目を逸らして曖昧にして
「なあ。おまえ、最近変な奴と一緒にいないか?」
「変な奴?」
ちょうど昼時の時間。その日は天気も良くて、学院の中庭の木陰でレオは作曲を。夜月は木に背中を預けて読書をしていた。そんな時、レオがふと今思いだしたかのように言いだした。
「そう! 夜月を探しに行くとそいつ、いっつもおまえと一緒に居た!」
「んー・・・・・・」
「ほら! あの、えーっと、金髪のさ!」
「金髪・・・・・・ああ」
レオの証言をもとに記憶をめぐって、ようやく最近さらに絡んでくるようになった薫の事だとわかった。
「なーあー! 誰だよあいつ!」
「さあね。ほら、もうすぐ休み時間も終わるし、行こうレオ」
「あっ」
さっさと本を脇に抱えて、夜月はそそくさと校舎のほうへ向かって歩き始めた。レオは慌てて散らかした楽譜を集め、腕に抱えながら後を追う。その間も、レオはしつこく夜月を問い詰めた。
「なあってば! おれ以外に仲が良い奴なんて聞いてないっ!」
「仲良くないってば。というか、レオはいつも私の人間関係を気にしてたじゃないか。これは良い傾向なんじゃないの?」
「〜〜〜〜っ! お、男はダメっ!」
「はは」
それじゃあ私は学院にいる以上、レオ以外とは関係を持てないらしい。此処には男しかいない。まあそれ以前に、持つつもりもないが。

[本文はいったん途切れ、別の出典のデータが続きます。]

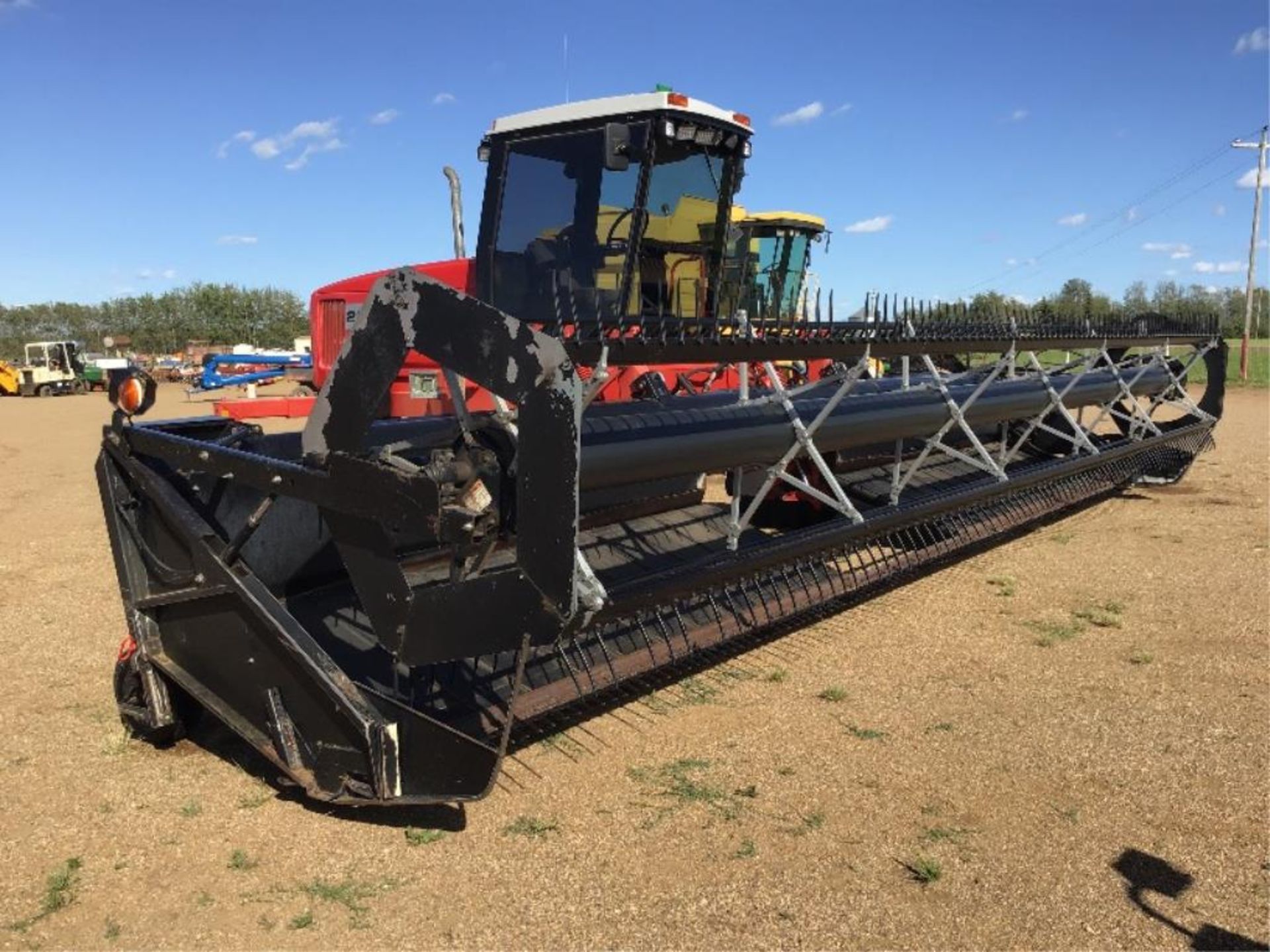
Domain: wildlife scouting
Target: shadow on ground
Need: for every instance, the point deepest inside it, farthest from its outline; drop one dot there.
(1146, 873)
(219, 740)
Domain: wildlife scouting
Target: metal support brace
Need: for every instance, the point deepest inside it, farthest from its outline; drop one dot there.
(803, 442)
(1081, 440)
(1138, 419)
(956, 418)
(599, 379)
(591, 589)
(1184, 399)
(459, 397)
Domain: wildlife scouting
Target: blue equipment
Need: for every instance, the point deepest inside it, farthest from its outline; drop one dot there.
(269, 367)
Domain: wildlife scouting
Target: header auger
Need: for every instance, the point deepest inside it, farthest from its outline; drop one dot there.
(379, 606)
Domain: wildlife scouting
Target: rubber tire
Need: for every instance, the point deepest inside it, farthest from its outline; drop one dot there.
(128, 691)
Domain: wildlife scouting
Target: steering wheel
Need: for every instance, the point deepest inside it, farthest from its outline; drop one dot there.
(609, 238)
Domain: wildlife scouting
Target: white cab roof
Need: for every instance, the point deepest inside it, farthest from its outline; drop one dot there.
(615, 106)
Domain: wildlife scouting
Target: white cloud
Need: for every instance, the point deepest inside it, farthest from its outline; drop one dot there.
(1218, 267)
(314, 128)
(804, 113)
(266, 149)
(300, 161)
(317, 135)
(148, 273)
(1255, 42)
(1174, 249)
(224, 147)
(869, 226)
(1249, 179)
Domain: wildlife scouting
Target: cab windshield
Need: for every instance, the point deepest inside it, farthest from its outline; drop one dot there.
(767, 270)
(577, 240)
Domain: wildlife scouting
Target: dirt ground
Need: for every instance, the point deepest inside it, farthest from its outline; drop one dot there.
(1033, 730)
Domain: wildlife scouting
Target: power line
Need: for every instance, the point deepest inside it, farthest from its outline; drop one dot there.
(1141, 221)
(1194, 167)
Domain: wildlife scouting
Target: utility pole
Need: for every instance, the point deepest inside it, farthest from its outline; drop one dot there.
(1253, 245)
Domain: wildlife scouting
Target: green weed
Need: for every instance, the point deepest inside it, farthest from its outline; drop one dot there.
(302, 920)
(864, 733)
(59, 892)
(925, 870)
(530, 826)
(417, 837)
(1003, 584)
(1049, 634)
(698, 691)
(1105, 615)
(937, 834)
(240, 861)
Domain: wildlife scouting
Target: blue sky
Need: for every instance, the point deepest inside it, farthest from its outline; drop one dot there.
(945, 143)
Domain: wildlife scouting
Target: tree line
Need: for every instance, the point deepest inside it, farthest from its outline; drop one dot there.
(163, 324)
(1079, 298)
(228, 314)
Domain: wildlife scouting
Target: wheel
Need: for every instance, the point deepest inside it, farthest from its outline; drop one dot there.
(130, 695)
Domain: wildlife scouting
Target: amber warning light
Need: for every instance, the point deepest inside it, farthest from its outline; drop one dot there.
(132, 391)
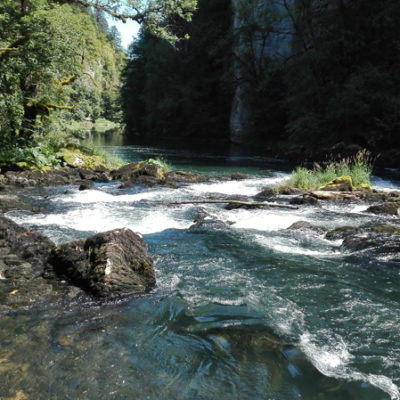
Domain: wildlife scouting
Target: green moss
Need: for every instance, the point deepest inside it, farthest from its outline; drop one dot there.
(77, 159)
(343, 183)
(364, 187)
(352, 173)
(159, 163)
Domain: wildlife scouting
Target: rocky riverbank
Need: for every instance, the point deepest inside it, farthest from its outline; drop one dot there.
(34, 271)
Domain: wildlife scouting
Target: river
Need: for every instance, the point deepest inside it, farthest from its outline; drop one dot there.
(243, 308)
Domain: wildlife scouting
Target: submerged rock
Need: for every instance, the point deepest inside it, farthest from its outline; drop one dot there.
(348, 231)
(305, 200)
(113, 263)
(185, 177)
(265, 194)
(342, 232)
(238, 176)
(12, 202)
(389, 208)
(382, 244)
(304, 225)
(85, 185)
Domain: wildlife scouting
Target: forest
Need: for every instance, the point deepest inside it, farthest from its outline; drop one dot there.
(283, 78)
(235, 234)
(290, 79)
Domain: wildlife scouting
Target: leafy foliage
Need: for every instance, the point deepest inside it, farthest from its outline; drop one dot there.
(182, 93)
(358, 167)
(159, 163)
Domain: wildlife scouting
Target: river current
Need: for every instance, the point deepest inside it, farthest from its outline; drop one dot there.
(243, 308)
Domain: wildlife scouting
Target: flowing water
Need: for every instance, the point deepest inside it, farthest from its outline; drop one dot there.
(243, 308)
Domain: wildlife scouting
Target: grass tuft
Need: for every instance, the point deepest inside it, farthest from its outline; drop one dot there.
(158, 162)
(358, 167)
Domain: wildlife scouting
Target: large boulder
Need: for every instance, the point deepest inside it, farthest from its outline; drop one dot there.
(108, 264)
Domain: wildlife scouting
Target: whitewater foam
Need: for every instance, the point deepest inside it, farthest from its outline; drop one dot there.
(333, 360)
(247, 187)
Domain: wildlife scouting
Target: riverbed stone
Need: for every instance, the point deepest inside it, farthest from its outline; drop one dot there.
(388, 208)
(238, 176)
(85, 185)
(305, 200)
(108, 264)
(306, 226)
(382, 244)
(265, 194)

後ろで問い詰めてくるレオを受け流しながら歩いて、校舎の前にある瓦礫の噴水場跡のところまできた。その時、運が良いのか悪いのか、その本人があろうことかいつもの調子で話しかけてきたのだ。
「やっほ〜、夜月ちゃん。また会えて嬉しいよ」
「・・・・・・っ! ・・・・・・!?」
「・・・・・・」
薫は夜月の顔を見るなり甘い笑みを浮かべ、手を振って歩み寄ってくる。傍にいるレオは眼中にないようだ。
そんな薫を見て、夜月またかと面倒そうに視線を知らし、レオは猫のように目を丸くして薫と夜月を交代に見やった。
「それよりどう? デートにでも行かない?」
「行かない」
「え〜、今日もダメなの? それじゃあ、一緒に図書室でも行く?」
「ついて来ようとするな」
夜月は適当にあしらおうとするが、薫はこりもせず粘ってくる。手馴れた手つきで何気なく夜月の肩に手を回そうとしたその時、素早く二人の間に割って入ってきたレオによって引き離され、驚いた薫はピタリと手の動きを止めた。
「夜月に触るな!!」
ガルルルゥ! と、動物のように唸り声をあげてレオは威嚇する。腕をひかれ、そのままされるがままに抱きしめられる。
驚いていた薫は目を丸くするが、だんだん不機嫌な顔になっていく。
「はあ? ていうか君、だれ? 俺と彼女の時間を邪魔しないでくれない?」
「おまえこそ誰だよ! 最近夜月の傍にいっつもいるしっ!」
「君だってよく彼女といるじゃん、今だって。よく校内で見るけど?」
「おれは幼馴染だからいーのっ!」
「へぇー、幼馴染なんだ。なら彼氏じゃないんだし、口出ししないでくれない? いま彼女の事口説いてるんだから、邪魔しないで」
「くど・・・・・・ッ!? 夜月にちょっかい出すなあっ!!」
「ああもう・・・・・・いい加減にしてくれ。私はもう行く」
「あ! 待ってよ夜月ちゃん!」
「夜月〜〜!!」
いい加減、間に挟まれて良いわいを続けるふたりに飽き飽きして夜月はレオの腕からすり抜けそそくさと校舎のほうへ向かっていく。それを二人は追いかけてくるが、その最中もいがみ合いを続けている。深いため息が出る。
後ろの喧騒を聞き流しながら進んでいく中、ふと校舎を見上げた。上階の窓に人影がいて、その人と初めて視線が交わった。その人物を一蹴し、夜月は校舎の中へと足を踏み入れていった。